Óscar de la Borbolla
20/07/2020 - 12:02 am
El aburrimiento fecundo y creador
El cerebro, llamémosle así, necesita estímulos.
A Beca
Como cualquiera, procuro escapar del aburrimiento. No tener nada que hacer me desarma, me desanima, en pocas palabras, me quita las ganas de vivir. Hay ocasiones, sin embargo, en las que -pese a una infinidad de pendientes, con los recursos a la mano y el tiempo de sobra- no puedo, literalmente, abocarme a nada: miro mi escritorio, mis proyectos, mi vida, y me invade una sensación de desinterés general: sé que estoy en el aburrimiento. Es una maldición sin causa aparente, pues no me la ocasiona la falta de asuntos perentorios o de distracciones variadas. De hecho, esos días desangelados son iguales a aquellos en los que entusiasmado me enfrasco feliz con cualquier cosa. Más bien es como si el mundo mismo literalmente se enfantasmara, se volviera gris y soso, estuviera muerto.
Pero hay otra clase de aburrimiento que es el que ahora me interesa: el aburrimiento autoinducido, esa supresión voluntaria de cualquier estímulo para forzar al cerebro a defenderse creando. Este aburrimiento que consiste en encerrarse por unas horas en un lugar familiar donde uno ya conoce lo que lo rodea, donde se suprimen -porque uno se concentra- todas las distracciones; ese lugar donde no cabe nadie más que uno y donde, para martirizarse más, uno ve fijamente un punto en la pared hasta que, inevitablemente, aparece algo. Porque este aburrimiento es, nada menos, el secreto de la creación.
El cerebro, llamémosle así, necesita estímulos. Uno no puede estarse quieto viendo la pared, mano sobre mano, durante horas. Inmediatamente, uno busca escaparse con algo: la pantalla del celular, la internet, una plática insulsa con algún amigo. Lo que sea con tal de no quedarse sin estímulos, y si uno se fuerza voluntariamente a esta cancelación total del mundo, entonces el cerebro se defiende: avienta alguna idea, produce alguna historia, encuentra la solución para algún problema. Me interesa hoy este aburrimiento porque es el gran método de la creación.

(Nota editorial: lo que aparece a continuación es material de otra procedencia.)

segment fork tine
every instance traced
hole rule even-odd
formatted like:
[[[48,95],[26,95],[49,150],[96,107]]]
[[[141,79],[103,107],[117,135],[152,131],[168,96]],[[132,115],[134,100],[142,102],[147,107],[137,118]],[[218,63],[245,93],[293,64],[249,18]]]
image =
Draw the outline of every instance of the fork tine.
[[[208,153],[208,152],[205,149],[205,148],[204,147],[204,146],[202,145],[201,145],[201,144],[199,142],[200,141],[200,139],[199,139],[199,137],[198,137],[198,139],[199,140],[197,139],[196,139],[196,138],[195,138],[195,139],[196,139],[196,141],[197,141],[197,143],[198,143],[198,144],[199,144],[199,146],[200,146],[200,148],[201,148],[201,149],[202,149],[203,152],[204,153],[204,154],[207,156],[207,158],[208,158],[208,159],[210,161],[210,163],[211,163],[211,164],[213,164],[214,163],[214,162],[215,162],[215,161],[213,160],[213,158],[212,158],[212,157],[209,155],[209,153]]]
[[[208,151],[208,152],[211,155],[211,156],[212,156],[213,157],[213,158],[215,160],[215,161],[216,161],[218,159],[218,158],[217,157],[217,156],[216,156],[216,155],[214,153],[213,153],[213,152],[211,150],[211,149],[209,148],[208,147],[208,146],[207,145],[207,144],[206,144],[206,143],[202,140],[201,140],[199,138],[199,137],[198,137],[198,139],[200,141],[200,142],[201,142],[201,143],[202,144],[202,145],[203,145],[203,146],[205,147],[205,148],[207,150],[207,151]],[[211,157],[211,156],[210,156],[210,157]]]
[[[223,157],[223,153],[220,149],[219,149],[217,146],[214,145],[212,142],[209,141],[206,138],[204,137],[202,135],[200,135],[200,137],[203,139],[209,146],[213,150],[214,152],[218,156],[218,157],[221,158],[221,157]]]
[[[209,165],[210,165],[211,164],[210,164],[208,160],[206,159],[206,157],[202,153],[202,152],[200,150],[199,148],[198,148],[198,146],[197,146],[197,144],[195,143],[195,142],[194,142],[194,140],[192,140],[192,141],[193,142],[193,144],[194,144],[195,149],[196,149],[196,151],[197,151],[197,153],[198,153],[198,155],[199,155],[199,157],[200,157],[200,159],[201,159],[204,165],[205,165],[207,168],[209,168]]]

En un documental sobre el poeta Jaime Sabines -dirigido por Claudio Isaac- el hijo de Sabines cuenta la ocasión en la que siendo niño decidió averiguar en qué consistía el trabajo de su padre, pues debido a ese singular trabajo, todos debían guardar silencio en casa: ayudado por su hermana, una niña como él, consiguió trepar y asomarse por la ventana: ¿Qué está haciendo?, preguntó la hermanita, y él respondió: Está viendo la pared.
Lo que hacía Sabines es lo que hacemos todos los escritores y, en general, todos los creadores: someternos durante el trabajo creativo a una falta total de estímulos para que entonces el cerebro cubra con sus ocurrencias la aburrida homogeneidad de la pared encontrando algo.
Quienes tienen el hábito o la disciplina de escribir diariamente saben que tomarse unas vacaciones, es decir, dejar de someter al cerebro al cotidiano enfrentamiento a la pared se paga con no poder concentrarse durante un tiempo. A veces, deben de pasar días de tortura (contra la pared) para que el cerebro vuelva a estar al servicio de la creación. No son, pues, las musas ni la inspiración, sino el aburrimiento a quien deberíamos erigirle un templo.